Colonial Dirty Trick #1: Call it “democracy”, 51%, and you will keep control. Organize fancy cocktail parties with open bars, colonial big-wigs like the GG and other heavies, and pretty girls to entertain whoever they need to. Give the band and tribal councils tiaras to try on and a taste of “life in the fast lane”. Get them too drunk to notice they’ve sold out their people.
CDT #2: Outnumber the Indigenous 3 to 1. Keep them away from their home. Red-X said, “Hold them meetings at home in your tipi, longhouse or condemned bungalow with the cracked window panes and asbestos contaminated floors and walls”.
CDT #3: Put out colonial law as if it’s Indigenous.
CDT #4: Collect, horde and keep information. Put out lies, false history and myth making. Create new “Indians” that will go along with the land and resource giveaways that don’t belong to them [CAP].
CDT #5: Put some heavies at the table, with big titles, long resumes to confuse everybody. Give scripts to the band council to read that they don’t understand.
CDT #6: Use hierarchical criteria with the colonists setting up at the front.
CDT #7: Offer a concession to bowl over the Injuns. If they fuss, throw the chair back and leave the table. Take the bribe money with you.
CDT #8: Say, “We ain’t playing with you bad Injuns anymore”. Walk out to keep control.
CDT #9: Use “good cop” “bad cop” strategy to throw those Injuns off balance. [They’re all bad.] Threaten them with illegal injunctions, jail time and law suits. Then sidetrack them with “Cointelpro” charm. Move the meeting place and don’t tell them where.
CDT #10: Break them into 2 groups and meet them separately. When they complain, leave.
CDT #11: Targets are needed. Demand one speaker, not different ones every day. Otherwise, pick up the toys and leave.

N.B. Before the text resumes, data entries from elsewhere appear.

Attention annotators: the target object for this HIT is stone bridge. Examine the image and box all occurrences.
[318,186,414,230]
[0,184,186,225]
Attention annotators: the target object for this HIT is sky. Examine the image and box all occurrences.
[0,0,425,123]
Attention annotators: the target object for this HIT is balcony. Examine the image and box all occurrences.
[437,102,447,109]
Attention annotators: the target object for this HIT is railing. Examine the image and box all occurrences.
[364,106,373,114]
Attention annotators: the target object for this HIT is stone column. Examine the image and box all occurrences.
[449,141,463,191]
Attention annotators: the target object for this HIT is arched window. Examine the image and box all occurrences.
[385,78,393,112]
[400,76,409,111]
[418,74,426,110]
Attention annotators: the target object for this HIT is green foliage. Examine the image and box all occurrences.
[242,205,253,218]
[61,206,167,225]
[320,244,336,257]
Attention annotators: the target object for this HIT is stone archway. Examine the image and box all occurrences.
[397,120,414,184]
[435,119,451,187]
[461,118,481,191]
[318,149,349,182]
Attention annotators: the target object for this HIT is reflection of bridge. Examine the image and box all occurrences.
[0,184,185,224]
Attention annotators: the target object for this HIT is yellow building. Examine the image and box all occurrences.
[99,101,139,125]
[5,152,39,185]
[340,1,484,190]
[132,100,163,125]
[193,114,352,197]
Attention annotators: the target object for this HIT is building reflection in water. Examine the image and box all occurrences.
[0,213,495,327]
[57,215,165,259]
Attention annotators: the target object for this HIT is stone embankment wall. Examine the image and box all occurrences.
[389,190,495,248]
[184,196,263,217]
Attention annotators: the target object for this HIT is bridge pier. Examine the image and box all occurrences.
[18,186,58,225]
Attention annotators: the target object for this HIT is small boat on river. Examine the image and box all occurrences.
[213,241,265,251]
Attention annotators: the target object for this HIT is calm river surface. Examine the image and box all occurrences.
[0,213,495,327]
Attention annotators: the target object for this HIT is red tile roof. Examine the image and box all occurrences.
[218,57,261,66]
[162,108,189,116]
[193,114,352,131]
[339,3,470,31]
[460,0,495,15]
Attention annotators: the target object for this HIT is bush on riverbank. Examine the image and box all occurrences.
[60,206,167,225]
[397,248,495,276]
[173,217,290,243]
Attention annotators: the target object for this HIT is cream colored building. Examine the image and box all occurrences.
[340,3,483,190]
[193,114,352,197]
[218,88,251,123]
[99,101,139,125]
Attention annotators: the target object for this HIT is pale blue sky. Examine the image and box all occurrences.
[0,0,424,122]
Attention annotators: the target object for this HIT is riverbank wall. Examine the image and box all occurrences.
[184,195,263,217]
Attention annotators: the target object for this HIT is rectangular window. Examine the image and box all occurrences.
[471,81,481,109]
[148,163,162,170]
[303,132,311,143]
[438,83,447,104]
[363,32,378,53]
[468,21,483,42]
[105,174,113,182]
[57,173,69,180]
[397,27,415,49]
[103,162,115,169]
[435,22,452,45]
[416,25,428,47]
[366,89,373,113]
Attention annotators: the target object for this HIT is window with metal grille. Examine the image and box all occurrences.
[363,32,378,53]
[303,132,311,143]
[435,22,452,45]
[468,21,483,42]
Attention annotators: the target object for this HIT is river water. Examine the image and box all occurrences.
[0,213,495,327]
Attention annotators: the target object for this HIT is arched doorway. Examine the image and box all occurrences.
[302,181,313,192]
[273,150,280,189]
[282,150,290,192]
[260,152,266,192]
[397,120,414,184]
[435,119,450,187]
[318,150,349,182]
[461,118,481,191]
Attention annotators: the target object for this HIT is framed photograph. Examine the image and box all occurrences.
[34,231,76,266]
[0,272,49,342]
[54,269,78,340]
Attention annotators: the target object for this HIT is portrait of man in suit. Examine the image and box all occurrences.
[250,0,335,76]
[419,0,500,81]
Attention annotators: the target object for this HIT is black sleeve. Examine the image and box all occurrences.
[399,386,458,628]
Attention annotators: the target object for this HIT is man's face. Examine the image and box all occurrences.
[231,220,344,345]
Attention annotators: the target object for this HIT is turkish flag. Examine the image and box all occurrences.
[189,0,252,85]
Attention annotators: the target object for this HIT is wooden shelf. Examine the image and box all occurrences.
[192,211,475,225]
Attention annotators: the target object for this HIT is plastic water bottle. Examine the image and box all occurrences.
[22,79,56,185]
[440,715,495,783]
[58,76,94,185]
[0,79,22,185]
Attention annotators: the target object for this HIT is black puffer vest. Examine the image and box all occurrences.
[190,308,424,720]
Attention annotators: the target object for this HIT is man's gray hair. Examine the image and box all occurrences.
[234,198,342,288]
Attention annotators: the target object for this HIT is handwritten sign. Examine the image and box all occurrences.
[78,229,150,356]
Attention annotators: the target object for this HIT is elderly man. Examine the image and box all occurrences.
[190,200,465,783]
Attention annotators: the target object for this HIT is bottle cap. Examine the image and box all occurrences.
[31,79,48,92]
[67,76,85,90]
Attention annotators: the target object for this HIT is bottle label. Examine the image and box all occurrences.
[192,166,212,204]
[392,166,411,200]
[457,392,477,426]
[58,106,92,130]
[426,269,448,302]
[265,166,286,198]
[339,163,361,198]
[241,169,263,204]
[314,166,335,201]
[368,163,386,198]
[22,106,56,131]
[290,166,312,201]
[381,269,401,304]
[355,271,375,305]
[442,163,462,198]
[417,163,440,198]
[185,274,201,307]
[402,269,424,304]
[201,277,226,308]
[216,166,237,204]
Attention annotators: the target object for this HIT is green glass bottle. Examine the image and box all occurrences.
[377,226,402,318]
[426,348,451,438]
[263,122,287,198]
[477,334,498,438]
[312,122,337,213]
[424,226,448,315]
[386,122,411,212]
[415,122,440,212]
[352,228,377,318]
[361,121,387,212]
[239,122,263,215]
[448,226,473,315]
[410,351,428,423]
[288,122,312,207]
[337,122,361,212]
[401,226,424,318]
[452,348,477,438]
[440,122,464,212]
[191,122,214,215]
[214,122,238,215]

CD #12: Stuff colonial side with “know-it-alls” to intimidate them. They’ll keep saying this is their land, they are sovereign and call the colonists trespassers. Walk out!
Red-X advises, “Try not to barf!”
How to counter Dirty Tricks: report daily to community, select new negotiators each day; don’t allow private ‘tete-a-tetes’ for making secret deals; international law requires a neutral 3rd party mediator approved by both parties.
Don’t fall for “interim measure”, “agreement-in-principle”, “interim land withdrawal”, which don’t meet international law standards and don’t make sense.
As Red-X said, “They can never be Ongwehonwe! We must use our natural world strategies against these beasts”.
Red-X wonders who wrote this manual. It reminds him of the Monotones song:Book of Love “Tell me, tell me, tell me, oh, who wrote the book of love? I’ve got to know the answer. Was it someone from above?”